I have vacuumed it out prior to HWMonitor. My pc is not hot.
Why would you say that my PSU is failing? It's brand new. I installed it 3 days ago along with my 570.
I will try to get those pics in a few.
Any other software I could try?


----------



## Tyree (May 10, 2009)

*Re: Should i get a new CPU?*



JadeStoneMusic said:


> What do you mean the GPU is bottle-necking my CPU? Like the card is too good for the processor? Or it's not good enough?
> 
> PSU: Kentcek Kentcek PSPK680
> RAM: Kingston KVR1333D3N9/4g


The CPU would be holding back the GPU.
Is the 4GB of RAM a single stick?

Your PSU is a very good suspect for the problem as well as any high temps. It's a very poor quality (cost under $30) unit and it's unlikely the 680W on the label is close to accurate.
You want to be at 620W minimum with a good quality PSU.
i.e. : SeaSonic S12II 620 Bronze 620W ATX12V V2.3 / EPS 12V V2.91 80 PLUS BRONZE Certified Active PFC Power Supply - Newegg.com


----------



## JadeStoneMusic (Aug 24, 2013)

*Re: Should i get a new CPU?*

Would this be a better PSU?
Apevia Aspire ATX IB680W BL 680W Iceberg Power Supply | eBay

RAM: 8GB (2x4gb)


----------



## Tyree (May 10, 2009)

*Re: Should i get a new CPU?*

No. it's also poor quality.
SeaSonic-XFX-Antec HGC are top quality.
The SeaSonic I linked to is a top quality unit and a very reasonable price.


----------



## JadeStoneMusic (Aug 24, 2013)

*Re: Should i get a new CPU?*

I'm sure that it is a great PSU. I will keep it in mind. One last question, because I'm trying to save all the $$ I can, what about a Corsair TX650? I found it for about 10 bucks cheaper than the SeaSonic you posted.


----------



## Masterchiefxx17 (Feb 27, 2010)

*Re: Should i get a new CPU?*

That PSU you listed above is not a great PSU. Its very low quality and should not be bought.

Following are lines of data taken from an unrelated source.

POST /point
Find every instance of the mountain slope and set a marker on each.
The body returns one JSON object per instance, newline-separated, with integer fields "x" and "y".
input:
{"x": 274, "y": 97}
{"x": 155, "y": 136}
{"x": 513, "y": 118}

Seasonic or XFX branded PSUs only!

Link to the TX650?


----------



## JadeStoneMusic (Aug 24, 2013)

*Re: Should i get a new CPU?*

Corsair Enthusiast Series TX650 80 Plus Certified Power Supply CMPSU 650TX | eBay


----------



## Masterchiefxx17 (Feb 27, 2010)

*Re: Should i get a new CPU?*

Its a used PSU but that model is made by Seasonic and is higher quality.

It would do the trick.


----------



## Tyree (May 10, 2009)

*Re: Should i get a new CPU?*

Inquires about the age of the used PSU. It has a 5 yr. warranty so insure it's within the warranty period.


----------



## JadeStoneMusic (Aug 24, 2013)

*Re: Should i get a new CPU?*

Ok. I think I will order that one and let you guys know, when it come in, if it fixed my problem. Thanks for your help thus far.


----------



## Masterchiefxx17 (Feb 27, 2010)

*Re: Should i get a new CPU?*

Keep us updated.

By the way never use a vacuum again to clean your PC. You could actually build up static electricity and ruin your machine.

Only use a air compressor or caned air.


----------



## Tyree (May 10, 2009)

*Re: Should i get a new CPU?*

Inquire about the age of the used PSU before ordering.
For $25 more, you can get a new 620W SeaSonic with a 5 yr. warranty.



Tyree said:


> SeaSonic S12II 620 Bronze 620W ATX12V V2.3 / EPS 12V V2.91 80 PLUS BRONZE Certified Active PFC Power Supply - Newegg.com


----------



## JadeStoneMusic (Aug 24, 2013)

*Re: Should i get a new CPU?*

Thanks for the tip about the vacuum. It won't happen again. I would hate to pop a stick of ram or something.

UPDATE: The PSU shipped yesterday. I haven't forgotten about it. I will let you know about my systems performance when It gets here.


----------



## JadeStoneMusic (Aug 24, 2013)

*Re: Should i get a new CPU?*

It came in. I installed it and everything is working great! Thanks for your help guys!


----------



## Tyree (May 10, 2009)

You're welcome and glad to hear all is well.


----------